Even when fighting in a country has stopped and soldiers have returned home, there is still more to do for the country to return to peace, speakers said Tuesday at an arms control conference in Phnom Penh.
Most importantly, they said, soldiers must be disarmed, demobilized and re-integrated back into society. Fighters should be told of both their rights and responsibilities, and not to expect unlimited income for having served in the military, said UN adviser Peggy Mason, at the International Conference on Small Arms Proliferation and Trade in the Asia Pacific. “The entire population [also] has suffered” during conflicts, Mason added.
Special attention must be paid to those who carried weapons professionally and are being told to give up their guns, speakers said.
Last year Cambodia demobilized 1,500 soldiers in a pilot project that should lead to the demobilization of more than 30,000. “We collected their guns prior to demobilization,” said Ros Saphan, deputy director of the Department of Policy and Planning at the Defense Ministry.
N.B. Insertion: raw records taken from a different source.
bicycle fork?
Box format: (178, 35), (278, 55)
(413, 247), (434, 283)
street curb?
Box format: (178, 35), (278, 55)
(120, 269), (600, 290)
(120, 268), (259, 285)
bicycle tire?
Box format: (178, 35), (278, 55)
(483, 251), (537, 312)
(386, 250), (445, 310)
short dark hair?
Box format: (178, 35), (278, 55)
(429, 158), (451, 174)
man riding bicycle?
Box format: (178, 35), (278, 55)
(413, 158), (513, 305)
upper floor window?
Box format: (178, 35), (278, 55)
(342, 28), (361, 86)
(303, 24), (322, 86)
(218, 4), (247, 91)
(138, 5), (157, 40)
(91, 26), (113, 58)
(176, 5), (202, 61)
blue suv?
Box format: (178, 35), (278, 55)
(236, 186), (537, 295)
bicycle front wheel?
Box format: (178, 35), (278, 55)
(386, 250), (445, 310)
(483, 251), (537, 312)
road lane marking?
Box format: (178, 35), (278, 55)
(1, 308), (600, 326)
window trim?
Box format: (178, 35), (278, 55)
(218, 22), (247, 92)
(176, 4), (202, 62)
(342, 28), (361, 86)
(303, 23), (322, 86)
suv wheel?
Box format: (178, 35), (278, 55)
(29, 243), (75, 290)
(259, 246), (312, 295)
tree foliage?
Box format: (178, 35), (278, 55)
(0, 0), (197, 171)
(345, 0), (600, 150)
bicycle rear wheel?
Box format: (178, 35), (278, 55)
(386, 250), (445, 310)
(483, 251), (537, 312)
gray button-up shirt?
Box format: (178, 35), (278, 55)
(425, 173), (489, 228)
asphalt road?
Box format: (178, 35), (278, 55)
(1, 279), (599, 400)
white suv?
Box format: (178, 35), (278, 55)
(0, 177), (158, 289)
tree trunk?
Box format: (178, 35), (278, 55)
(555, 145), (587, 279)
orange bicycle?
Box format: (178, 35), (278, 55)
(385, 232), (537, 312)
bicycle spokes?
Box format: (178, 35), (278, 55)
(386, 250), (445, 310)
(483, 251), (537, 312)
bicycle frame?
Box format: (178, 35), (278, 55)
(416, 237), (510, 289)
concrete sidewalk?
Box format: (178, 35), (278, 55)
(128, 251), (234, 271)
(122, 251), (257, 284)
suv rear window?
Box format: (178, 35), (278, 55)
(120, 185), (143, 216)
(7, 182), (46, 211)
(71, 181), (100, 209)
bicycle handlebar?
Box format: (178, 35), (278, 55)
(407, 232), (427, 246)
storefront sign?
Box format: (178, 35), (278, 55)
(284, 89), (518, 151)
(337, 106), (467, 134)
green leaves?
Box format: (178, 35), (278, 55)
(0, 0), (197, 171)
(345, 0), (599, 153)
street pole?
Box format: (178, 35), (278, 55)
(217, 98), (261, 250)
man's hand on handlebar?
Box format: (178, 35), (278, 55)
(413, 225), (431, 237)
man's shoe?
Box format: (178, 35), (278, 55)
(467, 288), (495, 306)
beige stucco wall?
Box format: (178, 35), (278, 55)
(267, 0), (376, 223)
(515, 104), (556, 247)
But some soldiers probably kept their weapons.
When Lee Sothearayuth, a monitoring officer for Working Group for Weapons Reduction interviewed 300 demobilized soldiers in Kampot, Banteay Meanchey and Battambang, he was told by some soldiers not to believe those who denied still having weapons.
Many soldiers said they were afraid for their safety and don’t believe the police will protect them at home, Lee Sothearayuth said earlier this month. “They feel that when they return to their communities, people will not trust them because they have been away a long time,” he said.
Asked what they would do with these arms in civilian life, some soldiers told Lee Sothearayuth they might resort to crime since they have little training outside the military. “Some were joking,” he said, “others may not have been.”
This is why soldiers’ weapons must be collected and destroyed as soon as possible once the fighting stops, said Sami Faltas, surplus weapons program leader at the International Center for Conversion in Germany.
Starting the weapon collection and demobilization process while the military chain of command is still in place makes the process that more effective, he said.
If they wait to disarm soldiers, weapons “may be untraceable because they are now in the hands of individuals,” he said.
But where to store collected weapons and how to keep track of them is a problem in Cambodia, Ros Saphan said. The Cambodian military uses just over half of its 160,000 weapons, he said.
The European Union is working closely with the Defense Ministry on weapons collection and monitoring through its Assistance on Curbing Small Arms and Light Weapons in Cambodia program.
The EU is developing a computer program to register all weapons, said Project Officer Alain Perigaud earlier this month. The project includes training personnel to register, record and keep data on military weapons. Currently, records are often handwritten.
Making this a nationwide system will take time and money since some areas of the country may not even have electrical power to get on the computer network, Perigaud said.
The EU is also working with the Defense Ministry to improve weapons storage. Surplus weapons the military does not need should be quickly destroyed to prevent them from falling into the hands of criminals, Faltas said.
Henny J van der Graaf, EU/ASAC project manager, suggested that the weapons be burned in a “Flame of Peace” ceremony to show that weapons collected in Cambodia are being destroyed.